Los teólogos gubernamentales, sin embargo, no se dieron por aludidos ni supieron leer entre líneas la sutil advertencia de la Comisión de que la senda de deuda era “sensible a distintos escenarios, muchos de ellos de alto riesgo” y de que la reducción de la deuda hasta niveles razonables en 15 años requeriría un radical ajuste de más de cinco puntos en el saldo estructural. Tampoco aceptaron las críticas de la Autoridad Fiscal sobre las debilidades del Plan de Estabilidad, ni ofrecieron un marco de “planificación fiscal a medio plazo” como ésta les reclamaba. Se limitaron a celebrar el cumplimiento estricto de los hitos y a minimizar los riesgos en el horizonte, como si la estabilidad financiera dependiera sólo del examen periódico de indicadores por organismos europeos, y no de la prudencia del buen gobernante ante posibles imprevistos. Los teólogos de la oposición, mientras tanto, temerosos de que cualquier plan de sostenibilidad fiscal pudiera implicar también subidas impositivas o eliminación de beneficios fiscales, prefirieron insistir en la demanda de menores impuestos y otros factores totalmente desvinculados con la reducción del déficit estructural.
Adquisición masiva de deuda
Mientras tanto, el Banco Central Europeo, en cuyos textos sagrados se establece de forma clara que su “objetivo primordial” es “mantener la estabilidad de precios”, y supedita legalmente a éste cualquier otro objetivo (a diferencia de la Reserva Federal de Estados Unidos, que se propone a un tiempo “promover de forma efectiva los objetivos de pleno empleo, precios estables y tipos de interés a largo plazo moderados”), acabó por asumir que la única forma de anclar las expectativas era terminar con la adquisición masiva de deuda pública de Estados miembros y elevar los tipos de interés. Los mercados, poco a poco, comenzaron a diferenciar entre países con más y menos deuda y con mejores y peores planes de consolidación fiscal a medio plazo, y abandonaron la deuda de los países débiles refugiándose en la de los países fuertes. Mientras los teólogos se enzarzaban en detalles secundarios que no reducían el déficit estructural, las primas de riesgo comenzaron a divergir.

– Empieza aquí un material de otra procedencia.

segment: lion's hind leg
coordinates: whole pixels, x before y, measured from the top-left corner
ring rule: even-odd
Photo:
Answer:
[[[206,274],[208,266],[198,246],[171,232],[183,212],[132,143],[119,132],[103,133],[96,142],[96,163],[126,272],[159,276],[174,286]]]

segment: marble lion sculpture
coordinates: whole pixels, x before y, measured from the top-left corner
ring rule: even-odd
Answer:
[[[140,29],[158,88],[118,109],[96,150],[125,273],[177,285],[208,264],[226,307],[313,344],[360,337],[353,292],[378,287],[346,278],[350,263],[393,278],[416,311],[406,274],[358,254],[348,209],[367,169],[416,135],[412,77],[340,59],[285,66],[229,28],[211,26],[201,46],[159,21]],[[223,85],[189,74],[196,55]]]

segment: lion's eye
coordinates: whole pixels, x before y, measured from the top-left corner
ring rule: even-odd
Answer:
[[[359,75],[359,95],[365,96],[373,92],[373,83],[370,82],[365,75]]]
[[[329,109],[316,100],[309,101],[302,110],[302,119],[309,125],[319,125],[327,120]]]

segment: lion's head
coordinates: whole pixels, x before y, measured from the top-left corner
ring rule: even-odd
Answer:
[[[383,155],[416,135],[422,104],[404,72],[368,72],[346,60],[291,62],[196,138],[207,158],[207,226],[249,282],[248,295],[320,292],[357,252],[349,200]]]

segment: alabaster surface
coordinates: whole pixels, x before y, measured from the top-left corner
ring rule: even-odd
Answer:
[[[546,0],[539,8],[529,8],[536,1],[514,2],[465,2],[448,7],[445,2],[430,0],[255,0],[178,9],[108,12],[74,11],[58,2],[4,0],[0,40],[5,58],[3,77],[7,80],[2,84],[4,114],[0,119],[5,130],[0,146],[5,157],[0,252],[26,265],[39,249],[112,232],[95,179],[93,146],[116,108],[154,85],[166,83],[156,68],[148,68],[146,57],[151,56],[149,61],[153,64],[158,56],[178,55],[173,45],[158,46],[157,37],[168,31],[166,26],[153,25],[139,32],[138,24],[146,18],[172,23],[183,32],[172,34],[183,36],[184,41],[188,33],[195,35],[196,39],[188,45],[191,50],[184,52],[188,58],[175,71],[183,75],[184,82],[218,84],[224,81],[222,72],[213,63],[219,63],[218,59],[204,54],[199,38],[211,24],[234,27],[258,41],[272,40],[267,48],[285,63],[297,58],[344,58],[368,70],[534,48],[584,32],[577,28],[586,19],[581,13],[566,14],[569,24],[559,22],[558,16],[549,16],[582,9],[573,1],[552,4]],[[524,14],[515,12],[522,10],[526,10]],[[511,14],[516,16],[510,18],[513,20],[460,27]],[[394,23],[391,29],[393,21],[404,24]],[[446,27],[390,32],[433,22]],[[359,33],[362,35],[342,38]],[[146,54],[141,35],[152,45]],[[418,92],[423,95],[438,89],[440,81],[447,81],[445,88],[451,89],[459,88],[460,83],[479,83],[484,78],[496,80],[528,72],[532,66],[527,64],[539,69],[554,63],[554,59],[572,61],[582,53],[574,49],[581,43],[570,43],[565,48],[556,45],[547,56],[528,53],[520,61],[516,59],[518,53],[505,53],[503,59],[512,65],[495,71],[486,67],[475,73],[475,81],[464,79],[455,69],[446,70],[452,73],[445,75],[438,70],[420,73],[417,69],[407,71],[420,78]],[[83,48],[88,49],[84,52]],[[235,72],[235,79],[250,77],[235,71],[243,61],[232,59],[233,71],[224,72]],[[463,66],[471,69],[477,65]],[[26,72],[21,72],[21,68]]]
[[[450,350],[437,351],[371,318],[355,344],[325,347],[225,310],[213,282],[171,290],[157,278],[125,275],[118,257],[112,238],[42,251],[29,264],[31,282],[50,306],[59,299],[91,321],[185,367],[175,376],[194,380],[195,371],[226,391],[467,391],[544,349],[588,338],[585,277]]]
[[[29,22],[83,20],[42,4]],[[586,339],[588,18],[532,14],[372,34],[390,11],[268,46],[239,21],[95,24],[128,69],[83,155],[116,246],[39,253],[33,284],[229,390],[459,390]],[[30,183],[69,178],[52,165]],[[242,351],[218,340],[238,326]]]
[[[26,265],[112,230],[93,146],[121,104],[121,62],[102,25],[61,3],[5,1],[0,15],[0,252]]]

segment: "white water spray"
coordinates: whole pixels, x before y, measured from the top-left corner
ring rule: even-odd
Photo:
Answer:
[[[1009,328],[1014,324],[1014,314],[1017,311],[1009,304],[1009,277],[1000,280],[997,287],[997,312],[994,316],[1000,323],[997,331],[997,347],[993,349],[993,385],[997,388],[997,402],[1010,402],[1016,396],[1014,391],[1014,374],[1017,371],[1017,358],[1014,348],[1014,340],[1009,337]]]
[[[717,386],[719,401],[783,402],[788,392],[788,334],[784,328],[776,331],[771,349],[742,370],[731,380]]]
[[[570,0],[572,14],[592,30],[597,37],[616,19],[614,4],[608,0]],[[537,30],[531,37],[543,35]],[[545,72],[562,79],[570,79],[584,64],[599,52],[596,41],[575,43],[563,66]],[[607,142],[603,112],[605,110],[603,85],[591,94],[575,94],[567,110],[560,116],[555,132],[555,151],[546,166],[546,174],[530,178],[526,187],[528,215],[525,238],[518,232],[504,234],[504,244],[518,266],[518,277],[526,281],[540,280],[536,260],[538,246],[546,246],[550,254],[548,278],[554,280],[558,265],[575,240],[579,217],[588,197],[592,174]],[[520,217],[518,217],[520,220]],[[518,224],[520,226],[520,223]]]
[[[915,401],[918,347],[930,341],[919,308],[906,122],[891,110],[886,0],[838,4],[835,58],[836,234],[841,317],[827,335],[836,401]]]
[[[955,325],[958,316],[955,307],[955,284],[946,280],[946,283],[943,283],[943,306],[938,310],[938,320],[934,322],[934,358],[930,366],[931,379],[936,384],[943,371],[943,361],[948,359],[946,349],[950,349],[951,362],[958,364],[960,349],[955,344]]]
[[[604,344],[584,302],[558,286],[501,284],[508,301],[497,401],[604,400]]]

El final de esta historia, como el de la original de Borges, sólo es referible en metáfora, ya que pasa en el reino de los mercados, donde no hay tiempo ni las rentabilidades pasadas garantizan rentabilidades futuras. Tal vez cabría decir que los mercados se interesan tan poco por las miserias de la política nacional que no distinguieron entre los teólogos del gobierno y los de la oposición. O más correcto sería decir que, para los insondables mercados financieros, todas las formas de deuda española (la derivada de un exceso de gasto estructural y la derivada de una insuficiencia de ingresos estructurales) formaban una sola deuda.